I asked my mom if she’d dig up this photo. I wanted to show it to you because I remember this particular Halloween more than others.
That’s me in the middle. My sister Erica on the left; Ingrid on the right. It’s 1987. The year my sister Greta was born.
I remember this Halloween because there was contention about my costume. As you can see, I am Skeletor, the main antagonist in Masters of the Universe. Skeletor is evil and scary.
Naturally, this bothered my mom. She spoke in hushed tones to my dad. She asked me not to wear it. She didn’t understand.
Honestly, I’m not sure I understood either. I didn’t even like Skeletor. It’s not like I had a figurine or watched the show. We didn’t have a TV. I remember seeing the cartoon series at my friend Chris’s birthday party. My cousins Karl and Erik had the Masters of the Universe castle and other toys. So I was aware of Skeletor.
Looking at the photo now, I can still smell the plastic. I can feel that tiny rubber band held by two staples holding the mask to my face, getting tangled in my hair, pinching my neck.
Why did I want to be Skeletor?
I’ll be honest, I’m playing detective now. I’m going to psychoanalyze my six-year-old self. What you’re about to hear is speculation, because I really don’t remember. But if I had to guess why I was wearing a mask I really didn’t want to wear, one that disturbed my mother (even me a little) it’s because of an earlier event that week that happened at school. The kindergarten costume party.
My mom dressed me in a homemade teddy bear costume she bought at a yard sale. It was brown and had puffy circles for ears. She drew whiskers across my cheeks with a black marker. I could tell she was proud. After all, Aar-bear was her nickname for me. This was the perfect costume. So cute, she said. I don’t think I gave it much thought.
The problem was I went to school. Aaron Degerness was dressed as GI Joe. The other boys were pirates and vampires. Jake Brandt had fake blood dripping from his lower lip. They looked scary. They looked cool. The word cool, while the same amount of letters, is much different than the word cute.
They looked at me puzzled. What are you, they asked? Some thought I might be a cat. I knew I was in trouble. No, no, I said. I’m a bear. I thought faster. A grizzly bear, in fact. Grr…I said with my pillowy paws raised.
They didn’t believe me, and I didn’t either. How could I have been so foolish?
The walk-through was next. We filed behind Mrs. Guy, showing the neighboring classrooms our attire. I kept my steps on the heels of Sara Vatnsdal, hiding behind a pink ballerina. It wasn’t enough, though. They still saw, pointed, and snickered.
That’s all I remember.
My greatest fear is that people will laugh at me. It’s stupid, I know. I’m a grown man. Most days I know who I am. I’m confident in my identity. But fear feels like fear no matter how old you are. It still feels as real as when you were six.

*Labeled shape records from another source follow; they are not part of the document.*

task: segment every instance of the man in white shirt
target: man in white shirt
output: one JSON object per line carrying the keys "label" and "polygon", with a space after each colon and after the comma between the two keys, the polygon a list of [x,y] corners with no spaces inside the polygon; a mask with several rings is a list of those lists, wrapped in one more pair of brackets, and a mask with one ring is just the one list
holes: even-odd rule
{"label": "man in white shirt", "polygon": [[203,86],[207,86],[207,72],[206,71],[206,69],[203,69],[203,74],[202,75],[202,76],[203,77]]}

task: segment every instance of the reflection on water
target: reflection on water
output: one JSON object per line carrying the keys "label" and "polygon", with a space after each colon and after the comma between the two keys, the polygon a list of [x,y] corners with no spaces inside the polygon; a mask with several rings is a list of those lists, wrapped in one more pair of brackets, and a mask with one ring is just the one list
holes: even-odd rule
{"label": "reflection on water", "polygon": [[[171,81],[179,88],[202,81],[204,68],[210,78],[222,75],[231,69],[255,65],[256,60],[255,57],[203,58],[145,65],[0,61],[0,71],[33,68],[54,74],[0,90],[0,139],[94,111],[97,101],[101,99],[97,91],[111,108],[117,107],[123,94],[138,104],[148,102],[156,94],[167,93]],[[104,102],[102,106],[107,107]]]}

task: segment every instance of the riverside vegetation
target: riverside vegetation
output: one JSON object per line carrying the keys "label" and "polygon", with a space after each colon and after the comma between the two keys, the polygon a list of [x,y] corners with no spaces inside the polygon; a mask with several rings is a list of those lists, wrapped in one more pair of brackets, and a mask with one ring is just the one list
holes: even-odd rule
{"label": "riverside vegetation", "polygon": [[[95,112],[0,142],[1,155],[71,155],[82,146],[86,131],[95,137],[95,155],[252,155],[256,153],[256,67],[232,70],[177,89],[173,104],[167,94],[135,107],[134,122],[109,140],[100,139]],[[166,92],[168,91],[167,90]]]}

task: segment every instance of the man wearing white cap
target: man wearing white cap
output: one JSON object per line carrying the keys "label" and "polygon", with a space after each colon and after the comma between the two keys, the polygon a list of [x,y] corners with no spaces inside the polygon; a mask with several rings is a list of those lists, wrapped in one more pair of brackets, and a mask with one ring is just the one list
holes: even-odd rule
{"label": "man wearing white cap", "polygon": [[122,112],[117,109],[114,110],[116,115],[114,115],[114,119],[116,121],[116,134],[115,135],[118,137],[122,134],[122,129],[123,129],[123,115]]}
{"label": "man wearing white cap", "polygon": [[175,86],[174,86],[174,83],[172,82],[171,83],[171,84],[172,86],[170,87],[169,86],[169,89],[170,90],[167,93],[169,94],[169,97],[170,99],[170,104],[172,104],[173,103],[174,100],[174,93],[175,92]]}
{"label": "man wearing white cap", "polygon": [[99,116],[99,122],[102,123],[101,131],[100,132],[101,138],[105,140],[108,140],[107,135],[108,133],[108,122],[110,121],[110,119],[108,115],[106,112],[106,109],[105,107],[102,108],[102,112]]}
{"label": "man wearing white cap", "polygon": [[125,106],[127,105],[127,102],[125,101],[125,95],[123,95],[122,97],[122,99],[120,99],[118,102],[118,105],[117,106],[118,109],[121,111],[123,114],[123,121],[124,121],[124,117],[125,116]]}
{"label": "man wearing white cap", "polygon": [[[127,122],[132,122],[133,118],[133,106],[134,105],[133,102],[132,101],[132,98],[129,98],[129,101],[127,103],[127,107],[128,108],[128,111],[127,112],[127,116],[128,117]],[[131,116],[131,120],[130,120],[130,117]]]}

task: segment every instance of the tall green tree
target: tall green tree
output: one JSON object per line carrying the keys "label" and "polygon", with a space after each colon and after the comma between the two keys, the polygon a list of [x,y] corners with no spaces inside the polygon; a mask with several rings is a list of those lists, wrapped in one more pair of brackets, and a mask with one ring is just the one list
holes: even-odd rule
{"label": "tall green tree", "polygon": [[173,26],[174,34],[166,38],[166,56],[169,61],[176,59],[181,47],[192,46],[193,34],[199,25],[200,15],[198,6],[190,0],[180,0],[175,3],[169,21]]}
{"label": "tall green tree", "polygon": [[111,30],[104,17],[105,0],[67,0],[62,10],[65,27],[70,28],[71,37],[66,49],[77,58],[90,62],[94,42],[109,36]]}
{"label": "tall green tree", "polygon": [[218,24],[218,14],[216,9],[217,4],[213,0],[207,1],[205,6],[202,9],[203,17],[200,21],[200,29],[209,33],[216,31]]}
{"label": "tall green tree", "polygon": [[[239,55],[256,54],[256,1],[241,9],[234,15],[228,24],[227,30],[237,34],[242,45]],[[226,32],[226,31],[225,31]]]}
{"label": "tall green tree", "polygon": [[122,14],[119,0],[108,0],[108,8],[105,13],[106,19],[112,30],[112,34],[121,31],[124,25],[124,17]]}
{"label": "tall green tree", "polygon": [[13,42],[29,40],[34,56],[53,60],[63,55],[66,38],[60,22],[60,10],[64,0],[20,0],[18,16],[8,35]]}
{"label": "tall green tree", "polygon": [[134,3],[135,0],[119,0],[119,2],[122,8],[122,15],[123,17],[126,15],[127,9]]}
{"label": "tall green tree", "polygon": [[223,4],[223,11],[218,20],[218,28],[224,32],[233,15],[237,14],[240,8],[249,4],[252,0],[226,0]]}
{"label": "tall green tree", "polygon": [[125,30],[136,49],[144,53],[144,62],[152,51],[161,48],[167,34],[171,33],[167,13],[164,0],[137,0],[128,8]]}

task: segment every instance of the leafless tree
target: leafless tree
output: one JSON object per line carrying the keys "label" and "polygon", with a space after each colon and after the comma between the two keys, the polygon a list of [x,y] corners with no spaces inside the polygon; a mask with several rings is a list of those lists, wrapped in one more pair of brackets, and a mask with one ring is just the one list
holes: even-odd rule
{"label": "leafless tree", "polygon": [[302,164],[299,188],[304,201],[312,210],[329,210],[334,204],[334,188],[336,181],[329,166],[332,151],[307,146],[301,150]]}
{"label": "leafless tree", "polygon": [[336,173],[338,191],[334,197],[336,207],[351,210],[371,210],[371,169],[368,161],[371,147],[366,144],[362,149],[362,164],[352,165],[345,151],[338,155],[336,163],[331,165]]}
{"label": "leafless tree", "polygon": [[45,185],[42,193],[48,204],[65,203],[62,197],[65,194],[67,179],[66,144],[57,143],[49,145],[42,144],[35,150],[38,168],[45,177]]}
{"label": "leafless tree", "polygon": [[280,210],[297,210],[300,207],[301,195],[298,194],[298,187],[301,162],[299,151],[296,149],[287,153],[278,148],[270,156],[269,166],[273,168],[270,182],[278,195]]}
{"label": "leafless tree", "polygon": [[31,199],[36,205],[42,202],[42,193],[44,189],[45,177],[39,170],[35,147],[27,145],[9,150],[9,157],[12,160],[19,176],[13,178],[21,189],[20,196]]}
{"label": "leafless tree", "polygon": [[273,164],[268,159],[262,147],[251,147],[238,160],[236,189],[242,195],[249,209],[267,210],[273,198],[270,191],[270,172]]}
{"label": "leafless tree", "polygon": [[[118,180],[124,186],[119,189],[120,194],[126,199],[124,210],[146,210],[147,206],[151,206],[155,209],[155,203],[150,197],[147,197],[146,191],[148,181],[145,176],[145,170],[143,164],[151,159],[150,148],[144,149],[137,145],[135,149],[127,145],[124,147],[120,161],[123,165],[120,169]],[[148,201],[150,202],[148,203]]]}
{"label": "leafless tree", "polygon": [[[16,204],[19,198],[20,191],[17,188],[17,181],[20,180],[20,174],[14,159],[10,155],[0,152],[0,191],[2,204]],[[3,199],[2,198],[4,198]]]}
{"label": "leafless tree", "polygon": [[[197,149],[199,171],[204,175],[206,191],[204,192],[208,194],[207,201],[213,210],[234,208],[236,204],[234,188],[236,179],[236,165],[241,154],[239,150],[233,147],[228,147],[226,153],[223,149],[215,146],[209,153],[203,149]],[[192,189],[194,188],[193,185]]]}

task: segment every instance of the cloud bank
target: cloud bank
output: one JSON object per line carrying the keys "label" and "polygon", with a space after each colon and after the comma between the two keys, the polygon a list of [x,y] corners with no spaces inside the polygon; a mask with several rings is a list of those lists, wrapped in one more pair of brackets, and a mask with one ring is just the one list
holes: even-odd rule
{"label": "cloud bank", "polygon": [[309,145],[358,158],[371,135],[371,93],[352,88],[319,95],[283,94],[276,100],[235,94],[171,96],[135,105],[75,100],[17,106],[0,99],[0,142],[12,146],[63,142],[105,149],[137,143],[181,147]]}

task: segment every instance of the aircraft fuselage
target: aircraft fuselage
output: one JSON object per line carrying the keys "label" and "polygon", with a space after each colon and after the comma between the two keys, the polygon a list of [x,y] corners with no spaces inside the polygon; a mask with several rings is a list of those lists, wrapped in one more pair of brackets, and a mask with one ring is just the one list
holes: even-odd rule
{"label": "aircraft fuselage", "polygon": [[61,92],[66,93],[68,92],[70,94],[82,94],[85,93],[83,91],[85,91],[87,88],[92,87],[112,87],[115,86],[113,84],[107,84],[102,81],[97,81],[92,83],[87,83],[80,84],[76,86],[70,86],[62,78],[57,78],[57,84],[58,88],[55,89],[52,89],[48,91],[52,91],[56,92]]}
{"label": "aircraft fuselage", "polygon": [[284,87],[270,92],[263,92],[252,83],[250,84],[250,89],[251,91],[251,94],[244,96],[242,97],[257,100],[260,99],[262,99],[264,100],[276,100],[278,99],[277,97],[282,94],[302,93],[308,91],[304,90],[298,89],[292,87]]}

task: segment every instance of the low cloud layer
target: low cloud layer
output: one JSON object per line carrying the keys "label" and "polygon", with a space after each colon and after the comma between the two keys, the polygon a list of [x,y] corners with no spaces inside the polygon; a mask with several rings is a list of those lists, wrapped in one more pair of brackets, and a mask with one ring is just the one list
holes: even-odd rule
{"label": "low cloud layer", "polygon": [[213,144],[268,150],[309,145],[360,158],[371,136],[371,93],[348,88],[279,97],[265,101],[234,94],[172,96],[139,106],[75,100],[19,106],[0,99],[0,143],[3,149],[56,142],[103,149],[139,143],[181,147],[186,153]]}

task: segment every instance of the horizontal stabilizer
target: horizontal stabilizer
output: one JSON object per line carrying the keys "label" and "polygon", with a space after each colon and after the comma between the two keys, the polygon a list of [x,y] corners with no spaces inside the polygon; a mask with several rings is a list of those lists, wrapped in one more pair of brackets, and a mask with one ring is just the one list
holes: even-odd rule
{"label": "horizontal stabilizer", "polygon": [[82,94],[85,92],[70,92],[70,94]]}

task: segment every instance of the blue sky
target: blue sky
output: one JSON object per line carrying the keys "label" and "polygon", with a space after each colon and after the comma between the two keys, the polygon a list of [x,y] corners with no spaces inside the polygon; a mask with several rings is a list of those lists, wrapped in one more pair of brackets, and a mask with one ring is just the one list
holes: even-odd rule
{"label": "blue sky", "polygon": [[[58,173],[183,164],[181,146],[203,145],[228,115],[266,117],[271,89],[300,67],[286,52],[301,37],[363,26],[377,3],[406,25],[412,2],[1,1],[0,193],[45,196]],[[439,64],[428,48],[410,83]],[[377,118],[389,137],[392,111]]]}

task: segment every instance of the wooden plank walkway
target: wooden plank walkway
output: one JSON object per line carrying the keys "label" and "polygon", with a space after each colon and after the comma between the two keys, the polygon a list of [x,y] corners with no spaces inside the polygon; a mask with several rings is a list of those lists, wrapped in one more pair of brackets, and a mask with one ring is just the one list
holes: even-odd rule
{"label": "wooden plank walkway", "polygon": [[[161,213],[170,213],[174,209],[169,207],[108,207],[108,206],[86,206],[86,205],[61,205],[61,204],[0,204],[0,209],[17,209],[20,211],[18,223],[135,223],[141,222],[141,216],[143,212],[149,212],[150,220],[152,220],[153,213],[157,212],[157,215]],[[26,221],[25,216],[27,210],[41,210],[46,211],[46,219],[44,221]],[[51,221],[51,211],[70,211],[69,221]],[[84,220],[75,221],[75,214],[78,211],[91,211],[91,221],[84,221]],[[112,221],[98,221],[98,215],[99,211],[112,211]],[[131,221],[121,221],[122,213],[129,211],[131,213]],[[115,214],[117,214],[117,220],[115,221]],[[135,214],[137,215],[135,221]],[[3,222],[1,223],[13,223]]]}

And that’s why I dressed as Skeletor. Skeletor is the opposite of a cute teddy bear. Nobody laughs at Skeletor. Nobody mistakes him for a cat.
I admit, if that’s why I decided to become a character whose look is due to an accidental acid splash ( I just looked it up on Wikipedia), then maybe I overcompensated. Cuddly cute teddy bear to evil bare-bone skull head is a jump. But when you’re six years-old in 1987 you lack language to explain complex feelings you don’t understand. I think I wasn’t just trying to say, “Mom, all the kids laughed at me at school. I was humiliated for being a cute teddy bear. So my plan is to never get laughed at again for my Halloween costume. That’s why I picked Skeletor, he was the scariest thing I could think of. Don’t worry, I’m not headed to the dark side. I’ve just overcompensated a little.”